(OT) Fishing Chinese Style
Tex wrote:
Chinese Frog Hunters Poison Rivers
By Anatoly Medetsky
From countless frogs to endangered leopards, wildlife in the Russian
Far East has fallen prey to the proximity of China, whose population
believes in the healing powers and culinary delicacies of certain wild
plants and animals.
But scores of poachers crossing over from China to sweep Russian
forests, rivers and sea bays have also begun to pose a health threat
for local residents, ecologists say.
In one of the most recent developments poachers have taken to
poisoning rivers on the Russian side of the border, which gives them
quick and easy access to numerous dead frogs, says Pavel Fomenko, a
biodiversity programs coordinator for the international environmental
group WWF.
Contaminated water then drifts downstream endangering anyone who would
drink from the river. According to Fomenko, two forest rangers
reported recently that they passed blood in their stools after they
used such water to make tea.
About 10 other rivers in the area around Vladivostok have been
contaminated by such practices that continued throughout this past
winter, Fomenko says. Frogs are considered a delicacy in China.
Another brutal way of catching frogs is electrocution. According to
police reports, Chinese poachers are often caught carrying electricity
generators and two electrodes that they stick into the water. Last
year, customs agents seized 129 kilograms of dried frogs at the
border, which means that tens of thousands of these creatures had been
killed.
"This is ecological terrorism," Fomenko exclaims describing the
Chinese influence on the regional wildlife.
Sometimes poachers threaten as much as regional biodiversity because
their targets include endangered Siberian tigers and leopards. Police
confiscated three leopard hides from Russians last year and
environmentalists maintain that the leopards were killed on contracts
with Chinese.
The Far Eastern leopard is facing extinction, with only about 30
specimens left in the wild and any killing may prove critical. Leopard
and tiger parts are used in traditional Chinese medicine.

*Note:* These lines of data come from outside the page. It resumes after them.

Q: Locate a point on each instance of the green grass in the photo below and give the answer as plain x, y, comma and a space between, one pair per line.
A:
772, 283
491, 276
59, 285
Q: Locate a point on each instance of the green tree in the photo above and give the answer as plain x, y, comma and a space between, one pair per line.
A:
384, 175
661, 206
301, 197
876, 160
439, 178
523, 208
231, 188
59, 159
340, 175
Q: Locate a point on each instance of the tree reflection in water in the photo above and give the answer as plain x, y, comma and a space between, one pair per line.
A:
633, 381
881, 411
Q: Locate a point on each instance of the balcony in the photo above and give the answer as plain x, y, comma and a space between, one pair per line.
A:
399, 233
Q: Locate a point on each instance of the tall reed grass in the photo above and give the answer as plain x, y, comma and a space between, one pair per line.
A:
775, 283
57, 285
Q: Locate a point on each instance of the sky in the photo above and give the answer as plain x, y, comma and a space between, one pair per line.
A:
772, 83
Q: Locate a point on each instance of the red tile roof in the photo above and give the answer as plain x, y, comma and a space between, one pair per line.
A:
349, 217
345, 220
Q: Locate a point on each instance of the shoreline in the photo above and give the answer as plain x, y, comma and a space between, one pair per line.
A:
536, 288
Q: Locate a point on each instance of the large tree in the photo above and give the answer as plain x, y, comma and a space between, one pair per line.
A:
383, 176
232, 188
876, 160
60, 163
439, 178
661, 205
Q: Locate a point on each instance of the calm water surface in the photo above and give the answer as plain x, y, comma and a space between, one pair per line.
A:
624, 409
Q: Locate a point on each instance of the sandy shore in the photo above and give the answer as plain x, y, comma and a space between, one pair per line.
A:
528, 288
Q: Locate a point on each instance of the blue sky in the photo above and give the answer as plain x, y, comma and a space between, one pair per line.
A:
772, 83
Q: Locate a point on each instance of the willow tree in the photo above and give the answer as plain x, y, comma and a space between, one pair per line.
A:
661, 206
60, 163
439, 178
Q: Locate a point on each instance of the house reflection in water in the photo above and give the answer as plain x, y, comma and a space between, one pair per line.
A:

The Chinese are interested in a surprisingly wide range of things such
as bear paws, ginseng or deer penises, depending on what is in demand
in China in a particular year, Fomenko says. Apart from frogs, paws of
Himalayan bears have been a hit lately, and customs agents seized 190
of them last year. Seizures of animal penises peaked in 1993 when a
total of 731 deer and fur seal penises were confiscated at the
border.
Tex, maybe you need to get one of those penises, and maybe some nuts as well.